Toutefois, il convient d’envisager cela dans le contexte de la demande croissante des consommateurs pour des sources de protéines bon marché dans de nombreux pays en développement, ce qui soulève le problème de la conciliation des intérêts des consommateurs et des producteurs.

Le deuxième enseignement a par conséquent trait à l’application de droits de douane différenciés pour essayer de résoudre la quadrature du cercle des intérêts concurrents des consommateurs et des producteurs, en tentant de faire plein usage des plafonds tarifaires consolidés.

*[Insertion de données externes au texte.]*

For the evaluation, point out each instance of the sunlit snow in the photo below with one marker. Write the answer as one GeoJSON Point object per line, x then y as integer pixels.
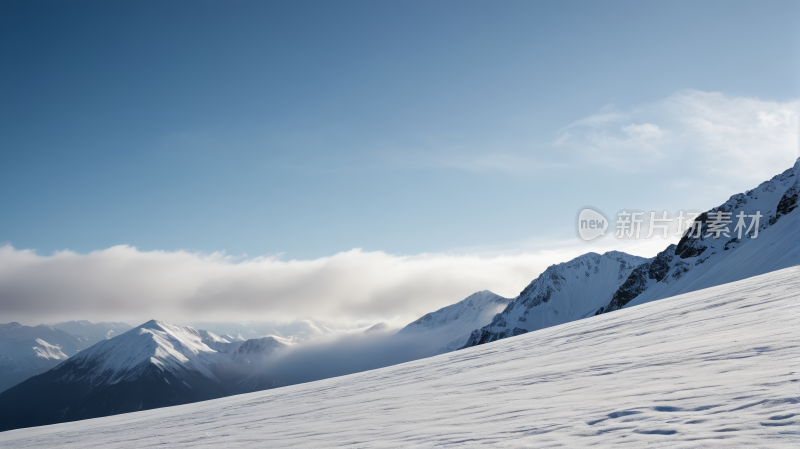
{"type": "Point", "coordinates": [717, 367]}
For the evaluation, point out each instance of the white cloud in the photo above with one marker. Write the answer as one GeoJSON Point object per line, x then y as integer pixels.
{"type": "Point", "coordinates": [124, 283]}
{"type": "Point", "coordinates": [736, 137]}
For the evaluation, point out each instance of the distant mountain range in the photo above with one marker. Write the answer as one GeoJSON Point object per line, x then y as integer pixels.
{"type": "Point", "coordinates": [587, 285]}
{"type": "Point", "coordinates": [159, 364]}
{"type": "Point", "coordinates": [26, 351]}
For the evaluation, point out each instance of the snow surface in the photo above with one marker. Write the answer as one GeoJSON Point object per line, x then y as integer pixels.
{"type": "Point", "coordinates": [718, 367]}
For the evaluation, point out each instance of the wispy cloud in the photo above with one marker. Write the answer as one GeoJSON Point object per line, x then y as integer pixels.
{"type": "Point", "coordinates": [742, 137]}
{"type": "Point", "coordinates": [124, 283]}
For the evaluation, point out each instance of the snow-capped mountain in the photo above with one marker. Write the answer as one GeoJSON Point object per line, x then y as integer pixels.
{"type": "Point", "coordinates": [26, 351]}
{"type": "Point", "coordinates": [697, 263]}
{"type": "Point", "coordinates": [91, 333]}
{"type": "Point", "coordinates": [691, 265]}
{"type": "Point", "coordinates": [712, 368]}
{"type": "Point", "coordinates": [448, 328]}
{"type": "Point", "coordinates": [565, 292]}
{"type": "Point", "coordinates": [154, 365]}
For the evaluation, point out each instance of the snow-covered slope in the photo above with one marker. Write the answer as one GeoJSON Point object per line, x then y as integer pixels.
{"type": "Point", "coordinates": [26, 351]}
{"type": "Point", "coordinates": [565, 292]}
{"type": "Point", "coordinates": [154, 365]}
{"type": "Point", "coordinates": [169, 348]}
{"type": "Point", "coordinates": [448, 328]}
{"type": "Point", "coordinates": [697, 263]}
{"type": "Point", "coordinates": [713, 368]}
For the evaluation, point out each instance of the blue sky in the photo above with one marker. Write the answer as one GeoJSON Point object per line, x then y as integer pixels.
{"type": "Point", "coordinates": [310, 128]}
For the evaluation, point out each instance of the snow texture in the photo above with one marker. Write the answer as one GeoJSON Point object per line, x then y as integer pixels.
{"type": "Point", "coordinates": [561, 294]}
{"type": "Point", "coordinates": [718, 367]}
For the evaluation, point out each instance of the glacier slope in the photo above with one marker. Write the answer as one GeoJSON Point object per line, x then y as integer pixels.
{"type": "Point", "coordinates": [715, 367]}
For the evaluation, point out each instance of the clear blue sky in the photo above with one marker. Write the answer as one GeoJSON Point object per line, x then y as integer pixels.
{"type": "Point", "coordinates": [313, 127]}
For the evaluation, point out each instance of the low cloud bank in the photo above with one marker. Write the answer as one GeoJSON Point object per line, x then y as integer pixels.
{"type": "Point", "coordinates": [351, 288]}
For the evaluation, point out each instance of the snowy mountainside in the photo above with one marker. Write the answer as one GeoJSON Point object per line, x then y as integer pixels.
{"type": "Point", "coordinates": [562, 293]}
{"type": "Point", "coordinates": [153, 365]}
{"type": "Point", "coordinates": [697, 263]}
{"type": "Point", "coordinates": [712, 368]}
{"type": "Point", "coordinates": [168, 347]}
{"type": "Point", "coordinates": [448, 328]}
{"type": "Point", "coordinates": [30, 350]}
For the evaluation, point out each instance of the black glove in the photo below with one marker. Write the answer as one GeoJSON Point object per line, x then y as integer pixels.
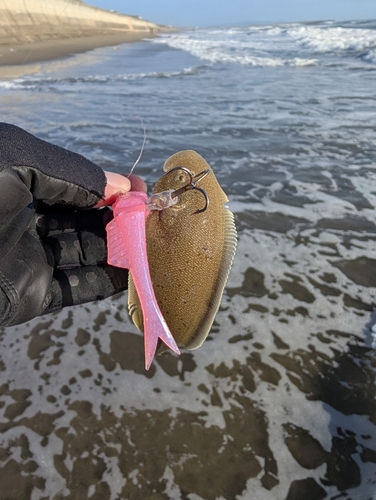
{"type": "Point", "coordinates": [52, 252]}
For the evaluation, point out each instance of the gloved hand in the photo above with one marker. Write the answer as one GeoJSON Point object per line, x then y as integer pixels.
{"type": "Point", "coordinates": [52, 239]}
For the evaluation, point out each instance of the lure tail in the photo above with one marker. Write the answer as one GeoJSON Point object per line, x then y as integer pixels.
{"type": "Point", "coordinates": [126, 247]}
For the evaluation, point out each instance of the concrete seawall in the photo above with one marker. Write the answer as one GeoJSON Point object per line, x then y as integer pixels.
{"type": "Point", "coordinates": [28, 21]}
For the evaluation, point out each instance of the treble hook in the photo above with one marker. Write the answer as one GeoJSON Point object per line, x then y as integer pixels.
{"type": "Point", "coordinates": [191, 185]}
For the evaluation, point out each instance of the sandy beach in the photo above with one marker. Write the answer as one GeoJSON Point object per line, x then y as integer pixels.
{"type": "Point", "coordinates": [38, 30]}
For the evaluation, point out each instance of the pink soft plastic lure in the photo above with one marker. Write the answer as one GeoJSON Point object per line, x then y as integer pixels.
{"type": "Point", "coordinates": [126, 247]}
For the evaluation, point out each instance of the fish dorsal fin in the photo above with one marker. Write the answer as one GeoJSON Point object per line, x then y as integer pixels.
{"type": "Point", "coordinates": [229, 248]}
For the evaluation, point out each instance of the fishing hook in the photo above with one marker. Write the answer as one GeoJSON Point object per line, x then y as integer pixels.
{"type": "Point", "coordinates": [191, 185]}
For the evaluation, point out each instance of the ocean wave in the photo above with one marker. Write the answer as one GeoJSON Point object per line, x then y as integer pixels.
{"type": "Point", "coordinates": [230, 49]}
{"type": "Point", "coordinates": [334, 39]}
{"type": "Point", "coordinates": [35, 82]}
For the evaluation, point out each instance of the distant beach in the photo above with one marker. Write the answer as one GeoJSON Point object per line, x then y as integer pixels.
{"type": "Point", "coordinates": [37, 30]}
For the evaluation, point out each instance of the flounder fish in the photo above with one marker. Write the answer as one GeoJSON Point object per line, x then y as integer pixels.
{"type": "Point", "coordinates": [190, 249]}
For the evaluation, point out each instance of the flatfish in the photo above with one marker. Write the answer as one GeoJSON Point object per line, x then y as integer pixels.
{"type": "Point", "coordinates": [190, 250]}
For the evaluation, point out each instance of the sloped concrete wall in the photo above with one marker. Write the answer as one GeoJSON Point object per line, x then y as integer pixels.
{"type": "Point", "coordinates": [32, 20]}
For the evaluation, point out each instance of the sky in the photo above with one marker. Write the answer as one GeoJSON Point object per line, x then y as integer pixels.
{"type": "Point", "coordinates": [202, 13]}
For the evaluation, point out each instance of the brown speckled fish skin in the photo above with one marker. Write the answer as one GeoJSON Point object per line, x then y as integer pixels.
{"type": "Point", "coordinates": [190, 255]}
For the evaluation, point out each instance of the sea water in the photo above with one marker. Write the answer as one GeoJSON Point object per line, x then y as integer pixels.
{"type": "Point", "coordinates": [279, 403]}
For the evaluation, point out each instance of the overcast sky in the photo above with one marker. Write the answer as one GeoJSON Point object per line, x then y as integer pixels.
{"type": "Point", "coordinates": [231, 12]}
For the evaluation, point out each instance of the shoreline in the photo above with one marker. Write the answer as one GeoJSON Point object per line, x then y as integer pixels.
{"type": "Point", "coordinates": [33, 31]}
{"type": "Point", "coordinates": [49, 50]}
{"type": "Point", "coordinates": [26, 59]}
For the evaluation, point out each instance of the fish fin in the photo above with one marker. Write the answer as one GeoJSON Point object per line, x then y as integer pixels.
{"type": "Point", "coordinates": [116, 249]}
{"type": "Point", "coordinates": [229, 248]}
{"type": "Point", "coordinates": [134, 305]}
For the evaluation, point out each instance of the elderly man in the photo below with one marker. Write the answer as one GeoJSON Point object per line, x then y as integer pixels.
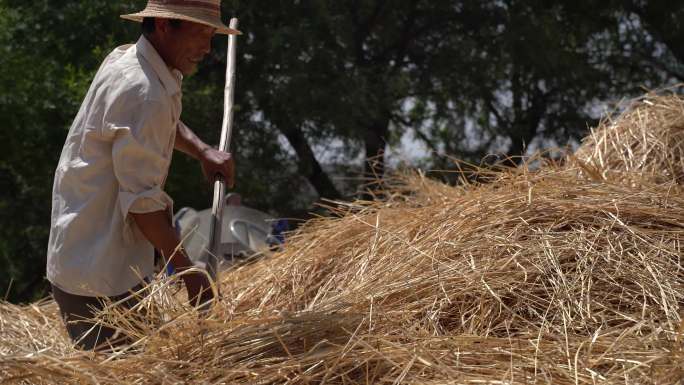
{"type": "Point", "coordinates": [109, 208]}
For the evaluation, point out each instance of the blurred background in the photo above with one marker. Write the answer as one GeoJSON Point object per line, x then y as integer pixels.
{"type": "Point", "coordinates": [324, 85]}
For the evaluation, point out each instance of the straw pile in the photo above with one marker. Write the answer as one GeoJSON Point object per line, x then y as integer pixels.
{"type": "Point", "coordinates": [529, 277]}
{"type": "Point", "coordinates": [644, 142]}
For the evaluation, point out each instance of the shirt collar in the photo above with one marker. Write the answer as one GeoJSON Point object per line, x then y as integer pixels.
{"type": "Point", "coordinates": [170, 78]}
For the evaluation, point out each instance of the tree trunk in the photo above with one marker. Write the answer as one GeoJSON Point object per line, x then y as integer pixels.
{"type": "Point", "coordinates": [375, 142]}
{"type": "Point", "coordinates": [308, 164]}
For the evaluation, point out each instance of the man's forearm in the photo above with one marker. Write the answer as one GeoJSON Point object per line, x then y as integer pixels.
{"type": "Point", "coordinates": [188, 142]}
{"type": "Point", "coordinates": [157, 228]}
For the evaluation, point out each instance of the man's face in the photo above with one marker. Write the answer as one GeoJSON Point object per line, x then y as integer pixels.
{"type": "Point", "coordinates": [187, 45]}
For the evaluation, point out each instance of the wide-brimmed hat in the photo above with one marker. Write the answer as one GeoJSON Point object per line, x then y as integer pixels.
{"type": "Point", "coordinates": [206, 12]}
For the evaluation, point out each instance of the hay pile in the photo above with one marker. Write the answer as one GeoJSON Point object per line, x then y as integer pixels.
{"type": "Point", "coordinates": [531, 277]}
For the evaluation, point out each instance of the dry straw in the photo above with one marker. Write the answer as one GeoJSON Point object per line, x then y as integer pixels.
{"type": "Point", "coordinates": [530, 277]}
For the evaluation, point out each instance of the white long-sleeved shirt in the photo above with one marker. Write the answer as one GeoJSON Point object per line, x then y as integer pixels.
{"type": "Point", "coordinates": [114, 162]}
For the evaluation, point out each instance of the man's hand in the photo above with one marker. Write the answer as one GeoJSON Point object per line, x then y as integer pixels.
{"type": "Point", "coordinates": [215, 162]}
{"type": "Point", "coordinates": [156, 227]}
{"type": "Point", "coordinates": [199, 289]}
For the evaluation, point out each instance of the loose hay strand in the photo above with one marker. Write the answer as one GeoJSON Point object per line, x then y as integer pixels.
{"type": "Point", "coordinates": [563, 274]}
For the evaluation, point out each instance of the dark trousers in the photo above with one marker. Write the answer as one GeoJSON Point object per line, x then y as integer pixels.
{"type": "Point", "coordinates": [77, 313]}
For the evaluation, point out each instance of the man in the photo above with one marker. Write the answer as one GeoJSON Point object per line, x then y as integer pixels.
{"type": "Point", "coordinates": [109, 208]}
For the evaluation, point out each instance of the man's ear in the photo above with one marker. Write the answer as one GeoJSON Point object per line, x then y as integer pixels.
{"type": "Point", "coordinates": [161, 25]}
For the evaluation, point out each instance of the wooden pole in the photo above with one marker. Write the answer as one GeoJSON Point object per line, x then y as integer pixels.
{"type": "Point", "coordinates": [215, 227]}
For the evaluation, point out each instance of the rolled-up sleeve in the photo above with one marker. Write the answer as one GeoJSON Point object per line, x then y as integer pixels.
{"type": "Point", "coordinates": [141, 157]}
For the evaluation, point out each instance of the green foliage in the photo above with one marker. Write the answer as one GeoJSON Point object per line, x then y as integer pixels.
{"type": "Point", "coordinates": [465, 78]}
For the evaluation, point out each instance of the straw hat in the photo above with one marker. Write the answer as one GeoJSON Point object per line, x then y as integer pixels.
{"type": "Point", "coordinates": [206, 12]}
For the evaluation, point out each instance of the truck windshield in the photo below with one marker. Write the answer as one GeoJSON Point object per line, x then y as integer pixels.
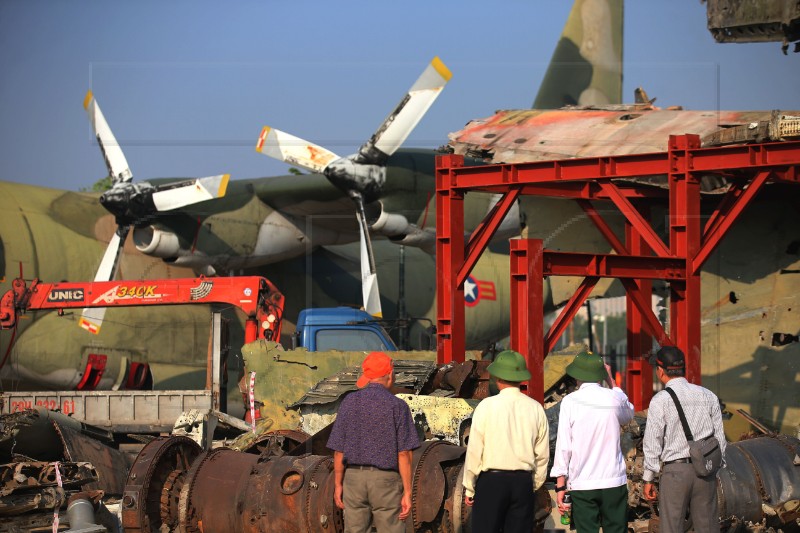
{"type": "Point", "coordinates": [361, 340]}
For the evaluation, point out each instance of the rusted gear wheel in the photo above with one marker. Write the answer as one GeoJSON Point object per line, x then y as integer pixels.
{"type": "Point", "coordinates": [170, 498]}
{"type": "Point", "coordinates": [150, 473]}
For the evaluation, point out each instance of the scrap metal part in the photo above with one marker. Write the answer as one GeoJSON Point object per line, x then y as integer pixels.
{"type": "Point", "coordinates": [749, 21]}
{"type": "Point", "coordinates": [758, 490]}
{"type": "Point", "coordinates": [152, 478]}
{"type": "Point", "coordinates": [225, 490]}
{"type": "Point", "coordinates": [50, 436]}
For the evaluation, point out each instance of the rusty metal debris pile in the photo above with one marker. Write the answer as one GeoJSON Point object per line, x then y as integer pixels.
{"type": "Point", "coordinates": [52, 462]}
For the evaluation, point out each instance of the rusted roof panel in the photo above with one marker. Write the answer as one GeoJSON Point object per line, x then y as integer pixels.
{"type": "Point", "coordinates": [515, 136]}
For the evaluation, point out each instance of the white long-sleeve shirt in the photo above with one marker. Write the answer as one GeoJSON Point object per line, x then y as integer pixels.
{"type": "Point", "coordinates": [587, 444]}
{"type": "Point", "coordinates": [509, 432]}
{"type": "Point", "coordinates": [664, 439]}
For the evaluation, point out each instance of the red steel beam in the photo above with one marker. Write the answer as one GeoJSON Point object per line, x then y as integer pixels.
{"type": "Point", "coordinates": [613, 266]}
{"type": "Point", "coordinates": [725, 220]}
{"type": "Point", "coordinates": [482, 235]}
{"type": "Point", "coordinates": [450, 335]}
{"type": "Point", "coordinates": [780, 156]}
{"type": "Point", "coordinates": [638, 372]}
{"type": "Point", "coordinates": [527, 300]}
{"type": "Point", "coordinates": [685, 233]}
{"type": "Point", "coordinates": [568, 312]}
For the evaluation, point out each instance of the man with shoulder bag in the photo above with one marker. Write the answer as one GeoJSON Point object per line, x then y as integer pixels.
{"type": "Point", "coordinates": [684, 434]}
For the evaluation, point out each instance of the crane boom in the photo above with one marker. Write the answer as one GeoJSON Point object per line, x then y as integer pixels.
{"type": "Point", "coordinates": [256, 296]}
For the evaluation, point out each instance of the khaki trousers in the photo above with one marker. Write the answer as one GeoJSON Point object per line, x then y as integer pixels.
{"type": "Point", "coordinates": [372, 496]}
{"type": "Point", "coordinates": [680, 489]}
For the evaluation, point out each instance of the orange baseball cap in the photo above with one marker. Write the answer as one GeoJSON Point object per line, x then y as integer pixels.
{"type": "Point", "coordinates": [375, 365]}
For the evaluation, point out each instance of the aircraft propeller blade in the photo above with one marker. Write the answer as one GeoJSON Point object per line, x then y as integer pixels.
{"type": "Point", "coordinates": [92, 317]}
{"type": "Point", "coordinates": [369, 278]}
{"type": "Point", "coordinates": [131, 202]}
{"type": "Point", "coordinates": [294, 150]}
{"type": "Point", "coordinates": [175, 195]}
{"type": "Point", "coordinates": [396, 128]}
{"type": "Point", "coordinates": [363, 175]}
{"type": "Point", "coordinates": [112, 153]}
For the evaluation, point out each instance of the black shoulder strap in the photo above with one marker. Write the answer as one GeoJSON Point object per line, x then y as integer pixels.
{"type": "Point", "coordinates": [682, 416]}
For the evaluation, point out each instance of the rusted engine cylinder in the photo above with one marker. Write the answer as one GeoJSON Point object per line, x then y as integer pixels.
{"type": "Point", "coordinates": [761, 483]}
{"type": "Point", "coordinates": [226, 490]}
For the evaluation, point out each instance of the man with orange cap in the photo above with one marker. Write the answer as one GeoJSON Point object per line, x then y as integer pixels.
{"type": "Point", "coordinates": [372, 439]}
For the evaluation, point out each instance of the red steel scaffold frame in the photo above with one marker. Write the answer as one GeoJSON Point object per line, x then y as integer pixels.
{"type": "Point", "coordinates": [642, 258]}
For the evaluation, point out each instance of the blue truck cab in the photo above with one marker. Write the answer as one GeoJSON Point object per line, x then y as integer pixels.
{"type": "Point", "coordinates": [340, 328]}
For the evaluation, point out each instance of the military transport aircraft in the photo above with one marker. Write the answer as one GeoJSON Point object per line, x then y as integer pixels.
{"type": "Point", "coordinates": [300, 231]}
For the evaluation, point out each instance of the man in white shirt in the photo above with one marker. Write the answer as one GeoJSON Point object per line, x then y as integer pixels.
{"type": "Point", "coordinates": [507, 452]}
{"type": "Point", "coordinates": [588, 460]}
{"type": "Point", "coordinates": [667, 450]}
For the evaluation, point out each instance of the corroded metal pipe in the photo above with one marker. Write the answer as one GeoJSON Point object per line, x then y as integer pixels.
{"type": "Point", "coordinates": [761, 483]}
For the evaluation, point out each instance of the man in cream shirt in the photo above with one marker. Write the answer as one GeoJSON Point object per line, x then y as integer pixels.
{"type": "Point", "coordinates": [507, 452]}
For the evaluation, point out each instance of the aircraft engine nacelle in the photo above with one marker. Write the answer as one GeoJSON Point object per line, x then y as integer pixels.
{"type": "Point", "coordinates": [157, 243]}
{"type": "Point", "coordinates": [399, 230]}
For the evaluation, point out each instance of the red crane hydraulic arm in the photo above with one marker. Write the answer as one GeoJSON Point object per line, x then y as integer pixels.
{"type": "Point", "coordinates": [257, 297]}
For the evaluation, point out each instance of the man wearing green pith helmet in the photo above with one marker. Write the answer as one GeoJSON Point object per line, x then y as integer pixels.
{"type": "Point", "coordinates": [588, 461]}
{"type": "Point", "coordinates": [507, 452]}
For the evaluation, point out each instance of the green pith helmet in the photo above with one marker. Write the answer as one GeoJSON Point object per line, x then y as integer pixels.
{"type": "Point", "coordinates": [509, 366]}
{"type": "Point", "coordinates": [587, 367]}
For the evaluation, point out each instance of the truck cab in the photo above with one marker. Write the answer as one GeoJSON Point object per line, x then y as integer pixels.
{"type": "Point", "coordinates": [340, 328]}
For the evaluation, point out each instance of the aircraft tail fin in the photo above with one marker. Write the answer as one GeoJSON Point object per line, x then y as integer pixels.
{"type": "Point", "coordinates": [586, 67]}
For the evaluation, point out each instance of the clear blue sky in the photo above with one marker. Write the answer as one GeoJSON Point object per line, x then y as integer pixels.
{"type": "Point", "coordinates": [187, 85]}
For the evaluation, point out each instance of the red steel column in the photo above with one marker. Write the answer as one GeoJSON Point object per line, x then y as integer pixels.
{"type": "Point", "coordinates": [450, 330]}
{"type": "Point", "coordinates": [685, 235]}
{"type": "Point", "coordinates": [527, 309]}
{"type": "Point", "coordinates": [638, 372]}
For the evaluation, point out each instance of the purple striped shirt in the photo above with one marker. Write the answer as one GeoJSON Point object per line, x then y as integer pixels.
{"type": "Point", "coordinates": [372, 426]}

Le troisième enseignement concerne la possibilité d’utiliser les mesures anti-dumping et compensatoires dans le cadre des accords commerciaux bilatéraux, le commerce de morceaux de volaille résiduels se faisant à des niveaux de prix qui relèvent du dumping. L’action sud-africaine montre que cela est possible, mais on ne peut encore se prononcer sur son efficacité à long terme, étant donné la perspective que l’UE puisse contester ces mesures anti-dumping, que ce soit au Conseil de coopération de l’ACDC ou, si nécessaire, à l’OMC. Il convient de garder à l’esprit que, dans le cadre de la plupart des accords commerciaux bilatéraux de l’UE, les dispositions de règlement des différends ne limitent nullement les droits de chacune des parties à porter les litiges relatifs à l’exactitude des mesures anti-dumping devant l’organe de règlement des différends de l’OMC.